Perspectives and Convictions Underpinning Whole-life Disciplemaking Churches

Imagine Church began as a pilot project with a range of churches across the UK who wanted to learn how to create a whole-life disciplemaking church. You can read about the project and what we learnt in the book Imagine Church. But if we were asked to name the three core shifts in perspective that made the greatest difference to a church making this journey they would be these.

1. Confidence in the whole-life gospel

If our vision of the gospel is too small or narrow we’ll miss the comprehensive implications of what God has done in Christ. We’ll fail to grasp that the whole of life really does matter to God and risk falling into the trap of the sacred-secular divide.
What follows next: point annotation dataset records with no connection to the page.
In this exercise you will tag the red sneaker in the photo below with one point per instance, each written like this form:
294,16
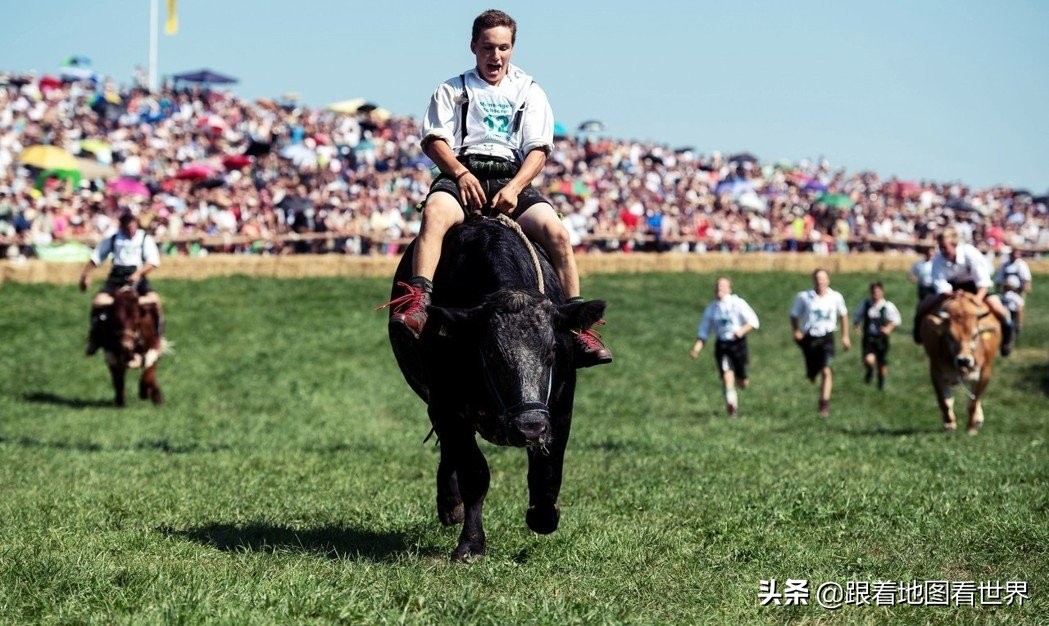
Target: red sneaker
409,310
590,350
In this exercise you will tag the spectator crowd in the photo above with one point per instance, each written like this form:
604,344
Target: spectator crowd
205,170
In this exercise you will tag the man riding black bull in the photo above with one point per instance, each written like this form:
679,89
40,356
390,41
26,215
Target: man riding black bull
489,131
134,255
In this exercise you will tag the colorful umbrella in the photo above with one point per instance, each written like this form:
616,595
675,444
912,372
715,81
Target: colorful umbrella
195,171
99,148
94,170
128,187
48,157
835,200
235,162
347,106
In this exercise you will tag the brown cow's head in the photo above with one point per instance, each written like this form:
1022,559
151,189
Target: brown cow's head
964,320
520,339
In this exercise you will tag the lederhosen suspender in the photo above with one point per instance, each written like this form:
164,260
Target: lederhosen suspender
465,96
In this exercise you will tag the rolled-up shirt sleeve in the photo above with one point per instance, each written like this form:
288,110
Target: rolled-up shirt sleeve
150,252
537,123
102,251
441,121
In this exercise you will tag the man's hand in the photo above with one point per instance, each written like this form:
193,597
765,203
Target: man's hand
506,199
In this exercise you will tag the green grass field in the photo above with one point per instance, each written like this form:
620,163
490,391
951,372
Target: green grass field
285,479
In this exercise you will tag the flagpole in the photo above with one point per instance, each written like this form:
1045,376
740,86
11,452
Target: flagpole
153,27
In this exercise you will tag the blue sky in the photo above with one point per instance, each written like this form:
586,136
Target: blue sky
936,89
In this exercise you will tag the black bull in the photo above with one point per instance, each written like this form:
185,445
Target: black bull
495,358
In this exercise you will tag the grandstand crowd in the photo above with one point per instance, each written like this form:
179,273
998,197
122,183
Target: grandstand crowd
205,170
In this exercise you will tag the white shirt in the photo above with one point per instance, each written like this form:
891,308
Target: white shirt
725,317
968,264
818,315
491,115
1018,268
878,314
128,251
922,273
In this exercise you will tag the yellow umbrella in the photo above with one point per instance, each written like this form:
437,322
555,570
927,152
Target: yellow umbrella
94,147
347,106
94,170
48,157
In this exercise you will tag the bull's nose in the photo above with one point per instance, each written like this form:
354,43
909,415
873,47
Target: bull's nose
533,427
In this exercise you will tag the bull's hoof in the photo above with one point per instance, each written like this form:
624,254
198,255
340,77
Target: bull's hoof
450,514
542,521
468,552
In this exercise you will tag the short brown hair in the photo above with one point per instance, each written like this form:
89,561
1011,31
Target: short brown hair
491,19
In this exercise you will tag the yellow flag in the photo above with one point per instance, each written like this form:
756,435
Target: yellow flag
171,26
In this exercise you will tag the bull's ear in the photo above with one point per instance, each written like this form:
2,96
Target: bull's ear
579,316
452,321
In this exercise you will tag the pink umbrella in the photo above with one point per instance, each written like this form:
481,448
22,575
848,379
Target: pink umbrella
212,124
127,187
195,171
235,162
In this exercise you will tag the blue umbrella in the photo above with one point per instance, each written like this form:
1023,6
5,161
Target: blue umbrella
733,187
205,76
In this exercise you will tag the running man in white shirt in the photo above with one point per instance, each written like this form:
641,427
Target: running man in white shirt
489,130
959,266
921,275
134,256
1013,282
730,318
876,318
814,317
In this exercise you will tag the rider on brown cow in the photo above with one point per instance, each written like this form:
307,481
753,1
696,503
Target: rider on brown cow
134,255
959,266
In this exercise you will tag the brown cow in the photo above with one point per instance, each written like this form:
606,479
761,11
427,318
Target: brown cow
961,339
130,340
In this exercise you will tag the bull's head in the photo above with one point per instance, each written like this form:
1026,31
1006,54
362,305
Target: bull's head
961,326
520,338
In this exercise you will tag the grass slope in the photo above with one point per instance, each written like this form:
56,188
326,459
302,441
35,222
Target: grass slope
285,479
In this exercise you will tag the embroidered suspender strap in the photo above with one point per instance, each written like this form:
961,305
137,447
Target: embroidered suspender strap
465,108
520,109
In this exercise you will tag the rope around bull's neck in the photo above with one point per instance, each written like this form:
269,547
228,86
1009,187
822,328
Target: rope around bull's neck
528,243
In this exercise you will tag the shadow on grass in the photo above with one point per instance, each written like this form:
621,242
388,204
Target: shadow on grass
887,432
1037,372
332,542
151,445
44,397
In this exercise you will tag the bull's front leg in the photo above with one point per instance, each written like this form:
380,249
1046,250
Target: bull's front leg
544,472
148,387
116,372
462,457
976,405
945,398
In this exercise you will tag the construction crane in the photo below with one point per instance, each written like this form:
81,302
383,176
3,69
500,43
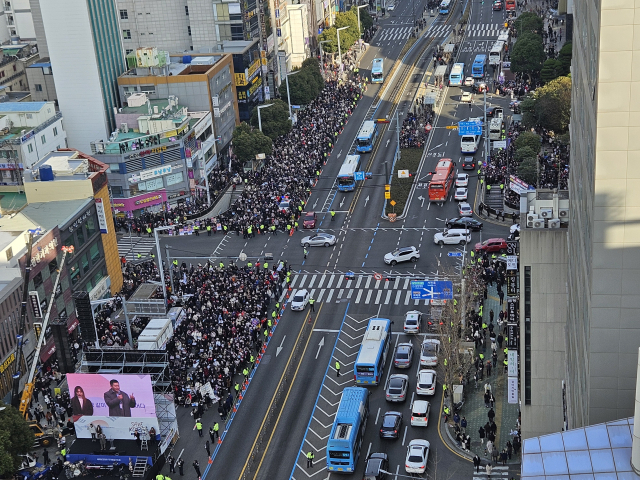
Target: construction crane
23,403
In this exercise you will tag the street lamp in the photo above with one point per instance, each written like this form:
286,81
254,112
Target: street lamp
288,93
340,51
260,118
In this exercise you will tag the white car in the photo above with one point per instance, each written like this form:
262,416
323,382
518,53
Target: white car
402,255
300,300
426,384
420,413
462,180
461,194
429,352
417,456
453,236
465,210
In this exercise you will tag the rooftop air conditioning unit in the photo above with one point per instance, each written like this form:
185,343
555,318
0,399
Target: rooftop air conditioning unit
563,214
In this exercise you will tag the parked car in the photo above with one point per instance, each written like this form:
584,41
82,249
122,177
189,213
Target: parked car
397,388
492,245
403,254
391,424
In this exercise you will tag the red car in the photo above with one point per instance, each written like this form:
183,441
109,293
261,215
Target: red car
309,220
492,245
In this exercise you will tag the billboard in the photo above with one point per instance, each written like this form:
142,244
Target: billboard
119,404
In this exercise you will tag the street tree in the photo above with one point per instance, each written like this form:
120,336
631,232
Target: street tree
275,119
16,438
249,142
528,170
528,54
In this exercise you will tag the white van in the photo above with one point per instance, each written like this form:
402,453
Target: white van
469,143
495,129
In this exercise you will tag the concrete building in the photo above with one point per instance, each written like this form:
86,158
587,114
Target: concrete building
206,83
28,131
543,310
162,154
603,332
84,43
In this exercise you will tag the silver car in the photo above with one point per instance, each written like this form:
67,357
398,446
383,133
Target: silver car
319,240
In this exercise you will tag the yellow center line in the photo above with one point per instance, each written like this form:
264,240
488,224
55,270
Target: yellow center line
276,391
284,403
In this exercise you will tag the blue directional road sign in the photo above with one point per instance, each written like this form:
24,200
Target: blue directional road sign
431,290
469,128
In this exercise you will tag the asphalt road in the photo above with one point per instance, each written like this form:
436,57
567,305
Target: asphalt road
311,392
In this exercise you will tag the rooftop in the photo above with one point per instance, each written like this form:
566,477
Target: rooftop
596,452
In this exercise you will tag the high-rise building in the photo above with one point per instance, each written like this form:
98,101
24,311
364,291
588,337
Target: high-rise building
85,48
603,331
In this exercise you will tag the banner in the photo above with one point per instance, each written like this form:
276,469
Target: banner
119,404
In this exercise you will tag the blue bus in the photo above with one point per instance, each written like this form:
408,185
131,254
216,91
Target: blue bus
346,175
347,433
377,75
367,136
479,65
373,352
457,75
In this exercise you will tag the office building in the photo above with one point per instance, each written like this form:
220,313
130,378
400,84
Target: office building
85,48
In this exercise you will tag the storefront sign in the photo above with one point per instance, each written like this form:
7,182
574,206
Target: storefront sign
102,217
140,201
34,299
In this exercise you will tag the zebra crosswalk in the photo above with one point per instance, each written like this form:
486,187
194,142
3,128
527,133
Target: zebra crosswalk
129,247
394,33
484,30
363,289
437,31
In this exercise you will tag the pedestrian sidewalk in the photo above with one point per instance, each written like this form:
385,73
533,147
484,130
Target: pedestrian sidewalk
474,409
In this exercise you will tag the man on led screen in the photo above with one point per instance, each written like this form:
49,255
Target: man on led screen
119,403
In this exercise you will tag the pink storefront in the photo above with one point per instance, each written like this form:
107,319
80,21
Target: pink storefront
138,202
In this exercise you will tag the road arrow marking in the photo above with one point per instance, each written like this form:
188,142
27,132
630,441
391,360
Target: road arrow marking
319,347
279,349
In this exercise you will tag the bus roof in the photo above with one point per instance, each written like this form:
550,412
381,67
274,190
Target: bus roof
367,129
376,334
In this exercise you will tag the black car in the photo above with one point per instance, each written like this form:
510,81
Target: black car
468,163
375,463
465,222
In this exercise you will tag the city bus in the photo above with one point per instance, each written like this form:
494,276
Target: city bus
377,74
346,175
372,356
367,136
442,180
457,75
347,433
479,64
495,55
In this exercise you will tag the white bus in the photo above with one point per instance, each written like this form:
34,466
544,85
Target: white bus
495,55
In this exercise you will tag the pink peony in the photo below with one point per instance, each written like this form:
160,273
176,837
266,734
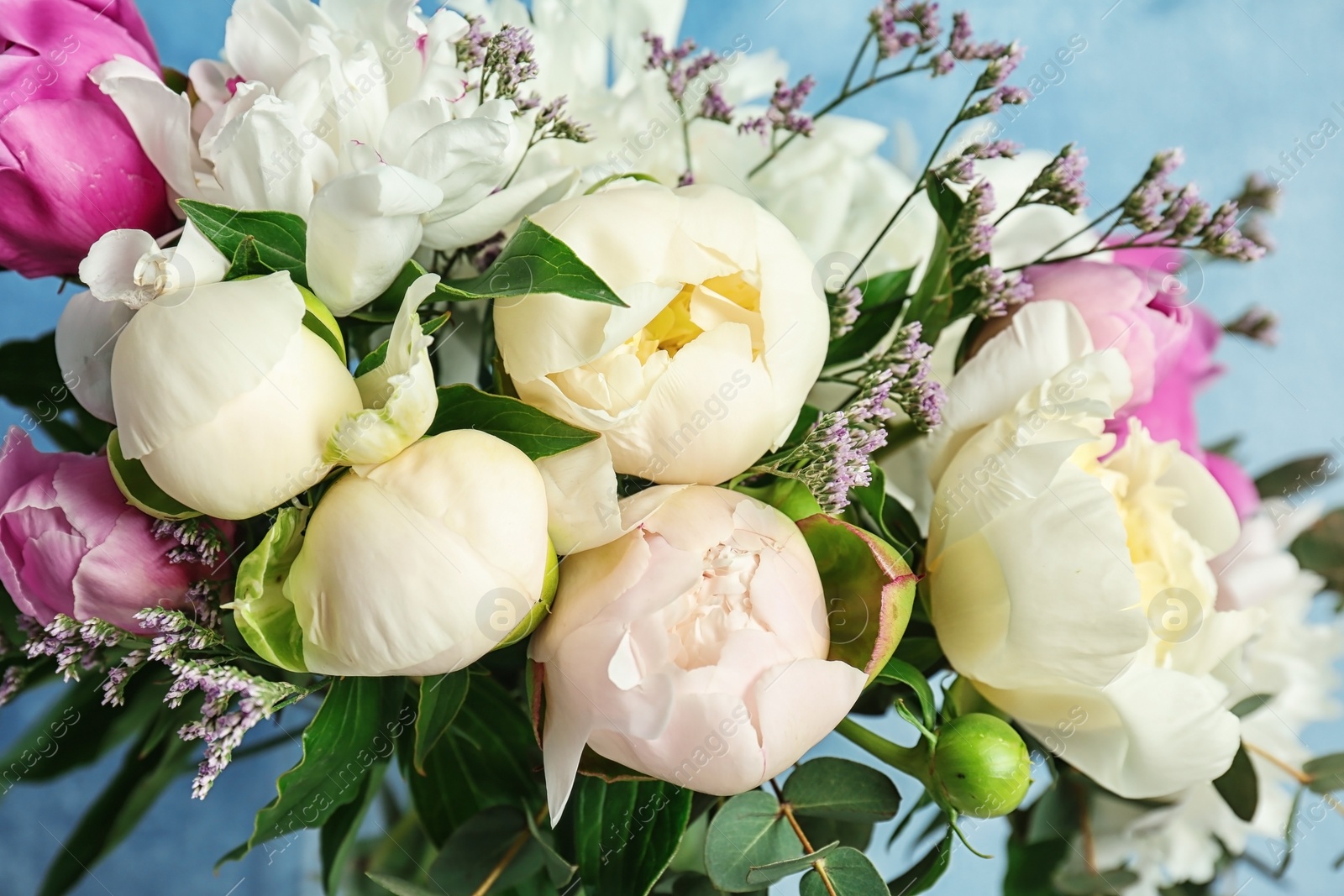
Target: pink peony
1133,305
71,167
71,543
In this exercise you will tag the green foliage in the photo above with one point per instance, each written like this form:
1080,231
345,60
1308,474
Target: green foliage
487,758
624,835
355,730
131,793
842,790
257,242
533,432
1240,786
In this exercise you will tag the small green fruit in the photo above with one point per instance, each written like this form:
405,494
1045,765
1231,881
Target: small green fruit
980,766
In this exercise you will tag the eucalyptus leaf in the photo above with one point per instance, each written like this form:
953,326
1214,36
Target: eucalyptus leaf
779,871
840,789
280,238
748,832
440,700
1240,786
355,728
851,873
533,432
1327,773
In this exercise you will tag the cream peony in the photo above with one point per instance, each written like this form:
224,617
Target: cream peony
692,649
226,396
402,573
711,362
1075,591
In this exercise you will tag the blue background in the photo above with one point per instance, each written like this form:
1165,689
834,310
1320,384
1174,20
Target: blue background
1236,82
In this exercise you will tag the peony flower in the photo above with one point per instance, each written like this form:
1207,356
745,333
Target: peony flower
711,362
1136,305
423,564
1292,660
692,649
228,398
71,544
1068,587
71,165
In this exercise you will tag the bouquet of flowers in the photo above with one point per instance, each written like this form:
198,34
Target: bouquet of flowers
569,427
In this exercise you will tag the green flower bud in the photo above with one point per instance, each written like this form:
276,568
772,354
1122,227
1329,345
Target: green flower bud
980,766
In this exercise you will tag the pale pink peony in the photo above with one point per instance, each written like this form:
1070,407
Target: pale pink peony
71,543
71,167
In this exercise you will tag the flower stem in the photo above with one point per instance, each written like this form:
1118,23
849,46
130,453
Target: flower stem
913,761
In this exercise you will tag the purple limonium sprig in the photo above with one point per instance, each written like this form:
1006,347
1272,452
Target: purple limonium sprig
784,113
914,389
1059,183
963,168
998,291
844,312
219,726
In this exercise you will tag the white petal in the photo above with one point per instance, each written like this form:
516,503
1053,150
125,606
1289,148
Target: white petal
87,336
363,228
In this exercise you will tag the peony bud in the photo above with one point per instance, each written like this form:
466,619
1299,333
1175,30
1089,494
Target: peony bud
418,566
226,398
694,647
980,766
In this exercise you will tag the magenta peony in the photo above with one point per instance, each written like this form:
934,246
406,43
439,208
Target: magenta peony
71,543
71,167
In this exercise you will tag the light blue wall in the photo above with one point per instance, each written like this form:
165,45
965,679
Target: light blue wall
1234,82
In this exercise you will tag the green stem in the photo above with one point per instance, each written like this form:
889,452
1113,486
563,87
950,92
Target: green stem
913,761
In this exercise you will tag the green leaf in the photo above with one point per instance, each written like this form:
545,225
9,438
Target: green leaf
340,833
246,261
890,516
533,432
851,873
1250,705
264,614
139,490
927,871
900,672
869,589
33,380
401,887
1297,476
280,238
537,261
1240,786
1327,773
625,833
479,846
839,789
1321,550
884,297
828,831
132,792
748,832
440,700
355,727
1032,868
779,871
487,758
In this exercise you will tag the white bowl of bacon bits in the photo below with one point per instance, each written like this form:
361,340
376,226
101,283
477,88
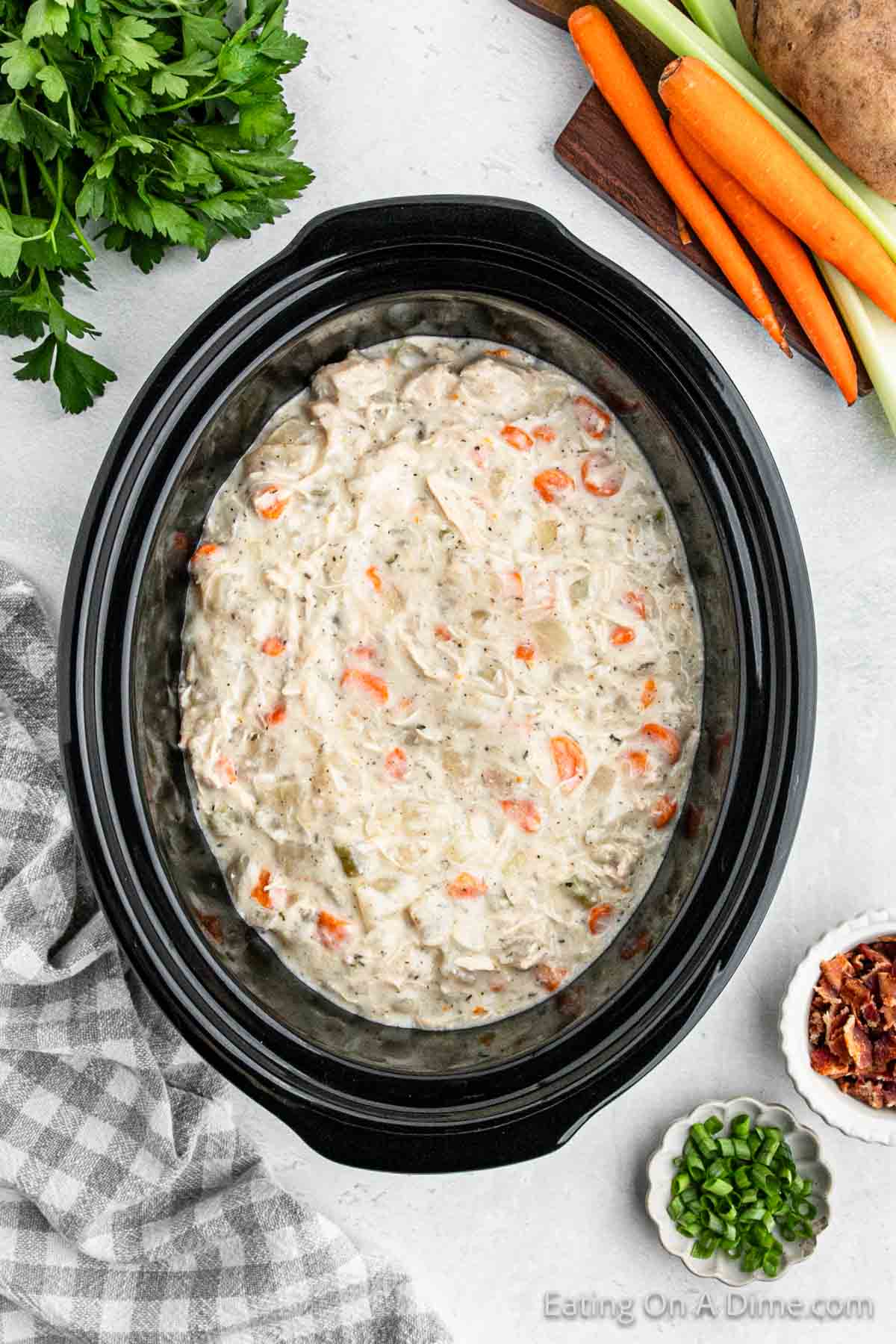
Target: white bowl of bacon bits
839,1027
‘The gospel is not a set of good instructions or a piece of good advice, but the good news of what God himself has achieved – for me, for us, for the world – in Christ. And the gospel is not only an offer of personal forgiveness, not only the rescue of men and women from judgment, but the renewal of God’s relationship with his people, and the beginning of the restoration of all creation.’ Antony Billington, LICC

2. Clarity around a whole-life mission strategy

What’s your strategy for mission? For many churches it’s one that essentially recruits the people of God to use some of their leisure time to join the missionary initiatives of church paid workers. Not a bad strategy and one that has borne great fruit in ministry to the poor, marginalised, needy and lost. It’s just that it’s incomplete and a tragic waste of the church’s mission potential. It leads to far too few Christians engaging in mission in the places they already naturally spend their time. After all, 98% of Christians spend 95% of their waking lives at home, work, at the gym and more. We can grow our capacity for mission by including those everyday places and people.

3. Conviction about pastoral equipping

We’re convinced we need a renewed understanding of why we are part of a local church. Many people have high expectations of Pastoral Care from the church but low expectations of Pastoral Equipping for a life of mission and discipleship. The UK church has been built around a deeply-held commitment to the pastoral care contract. However, if churches are to take seriously the call to become whole-life disciplemaking communities, then the primary role of church leadership has to be one of disciplemaking, not principal carers, nor event organisers, nor recruiters for community activities. The ‘equipping leader’ helps people grasp their primary identity as a disciple of Jesus and trust God for the outworking of this in the whole of life.